A visiting child asked me if I'd surf the Net with him. And what did he want to look at? He wanted to look at shoes on eBay. At first I thought his mother must have put him up to it, but- no- his favouritest thing in life- after watching our footballers fuck up in Europe- is shopping for shoes.
I know, I'm a fogey. But I grew up in the era of Just William. Shoes were for scuffing. And a visit to the shoe shop was only a couple of notches worse than a visit to the dentist.
This movie is supposed to be the cutting edge of cool. Actually it's as brutal as Charles Bronson (whom its star resembles) and as sentimental as Little Nell. Sentimentality and brutality- the extreme edges of the map of human emotion, but shape the thing into a globe and the two rub shoulders.

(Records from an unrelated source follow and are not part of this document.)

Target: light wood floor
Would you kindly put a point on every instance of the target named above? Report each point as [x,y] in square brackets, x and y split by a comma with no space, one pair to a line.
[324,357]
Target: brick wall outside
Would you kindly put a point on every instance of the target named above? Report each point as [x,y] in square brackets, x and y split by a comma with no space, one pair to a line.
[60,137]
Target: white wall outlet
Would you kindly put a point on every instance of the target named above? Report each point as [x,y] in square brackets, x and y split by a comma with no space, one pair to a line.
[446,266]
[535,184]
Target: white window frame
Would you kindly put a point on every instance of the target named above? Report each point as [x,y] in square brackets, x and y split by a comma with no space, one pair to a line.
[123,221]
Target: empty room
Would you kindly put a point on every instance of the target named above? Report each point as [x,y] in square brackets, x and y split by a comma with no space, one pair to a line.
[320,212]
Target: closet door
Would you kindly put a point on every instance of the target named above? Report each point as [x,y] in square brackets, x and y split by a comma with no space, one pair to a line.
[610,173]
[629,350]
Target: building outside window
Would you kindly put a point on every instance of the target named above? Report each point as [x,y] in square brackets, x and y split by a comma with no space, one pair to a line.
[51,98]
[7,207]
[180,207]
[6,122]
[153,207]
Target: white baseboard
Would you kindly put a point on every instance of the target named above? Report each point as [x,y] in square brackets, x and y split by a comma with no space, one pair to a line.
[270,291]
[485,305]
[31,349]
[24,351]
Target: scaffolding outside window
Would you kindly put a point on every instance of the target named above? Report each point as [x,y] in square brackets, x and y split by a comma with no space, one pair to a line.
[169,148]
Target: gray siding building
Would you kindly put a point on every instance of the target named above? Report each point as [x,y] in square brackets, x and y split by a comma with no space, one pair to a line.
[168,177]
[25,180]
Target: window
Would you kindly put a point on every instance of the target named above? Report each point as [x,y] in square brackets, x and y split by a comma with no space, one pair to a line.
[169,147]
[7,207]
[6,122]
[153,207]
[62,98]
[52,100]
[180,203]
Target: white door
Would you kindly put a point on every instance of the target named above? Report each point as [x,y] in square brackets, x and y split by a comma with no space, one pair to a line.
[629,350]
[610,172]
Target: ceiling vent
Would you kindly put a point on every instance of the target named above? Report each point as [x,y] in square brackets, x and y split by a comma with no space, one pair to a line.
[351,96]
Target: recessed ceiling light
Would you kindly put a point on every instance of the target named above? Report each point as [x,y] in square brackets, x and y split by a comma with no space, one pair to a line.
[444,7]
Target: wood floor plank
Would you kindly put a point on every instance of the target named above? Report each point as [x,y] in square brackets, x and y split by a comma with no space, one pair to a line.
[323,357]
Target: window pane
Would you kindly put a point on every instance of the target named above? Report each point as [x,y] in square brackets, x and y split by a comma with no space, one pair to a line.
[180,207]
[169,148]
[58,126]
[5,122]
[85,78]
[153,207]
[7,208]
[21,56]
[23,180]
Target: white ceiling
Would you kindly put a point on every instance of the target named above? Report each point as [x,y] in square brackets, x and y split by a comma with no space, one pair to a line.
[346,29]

And sentimentality and brutality are all there is in this movie. The hinterland- the exploration of which may occasionally justify the odd ear-slicing or death-bed speech- is left unvisited.
Oh, but I hate tough guys with marshmallow centres. I don't believe in them. A psychopath is a psychopath is a psychopath. Kitano is happy to stick chopsticks into eyeballs and shoot corpses full of holes but he's such a tender-hearted sweetie round his little doll of a wife (who's dying from leukemia). No, no, no!
Movies like this lie about the human condition.